I thought about everything that had led me to that point. I thought about every single person who had donated and said YES to protecting the most vulnerable. I thought about all 50 of our teammates out on the course, and the journeys that had gotten them here. It was indescribable. Every time we would pass one of our teammates in their Team World Vision jersey I would get weepy. Just to think about the world changers I got the privilege of running with. Each and every one of them said YES. Yes to months of training. Yes to giving fundraising all they had. Yes to sacrificing late evenings so they could get up early to run. All.for.the.kids. All for the least of these.
The run felt pretty good until about miles 18-20. Emotionally, I felt drained. At mile 18 I thought, there's no way I can run 8 more miles. I looked at Jen, and with tears I said "I don't know if I can do it". She hugged me and encouraged me to keep pushing. Physically I felt like I could keep going, but emotionally I just felt spent. Like I had nothing left to give. Relentless Forward Motion. It's something that TWV talks about and a phrase that they commonly use. And during those two miles, the Lord taught me what it means to relentlessly keep moving forward. To not give up the fight. To keep moving forward. One foot in front of the other.
Jen made sure we high-fived people and reminded me why we run during those next two miles. It was a doozie. The only thing I could think of was "make it to mile 24". I knew that once we got to mile 24 we would see our friends and TWV crew. And I knew that seeing familiar faces would help me push through to finish. I kept getting weepy thinking about their faces cheering us on at the mile marker. And the Lord showed up and gave me the courage and strength to keep pushing through for the kids.

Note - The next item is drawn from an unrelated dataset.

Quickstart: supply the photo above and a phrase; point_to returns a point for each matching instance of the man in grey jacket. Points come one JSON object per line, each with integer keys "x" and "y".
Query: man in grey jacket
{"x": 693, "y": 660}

The last 5 miles were hard for Jen. Like we've said from the beginning, the sweet thing is that we've never been down at the same time. If one of us is struggling, the other one is always able to be encouraging. The Lord has always taken care of us that way. The last couple miles, your in Central Park. The energy is high, and you feel so close yet so far. The last mile feels like it's 10 miles long. But as we rounded the corner and could see the finish line in the distance all I could think was "we did it". We crossed the line at the exact same time...together.
A wave of emotions hit. I crossed that finish line having given it all I had, in training and fundraising. It was the hardest, most incredible thing I have ever done. I was a sappy mess! So overwhelmed with emotion over what we had just accomplished. Overwhelmed with the love and support that we received constantly during this journey. Overwhelmed by the people who stood in our corner and cheered us on. I just kept saying (like a broken record) "We just ran a MARATHON!". It was so surreal.
I am so thankful for our incredible community who has rallied around us. From text messages late Friday night, to encouraging notes, to phone calls. They all meant the world, and constantly reminded us that we could do this. Now we get to celebrate the victory and all that the Lord has done through so many people joining our story. It really was the race of a lifetime, and I'm so glad we had the courage to start.
So far as a team we have raised $186,000 for child protection!! Which is incredible! But we are still pushing, and fully believe we can hit $200,000 for the kids!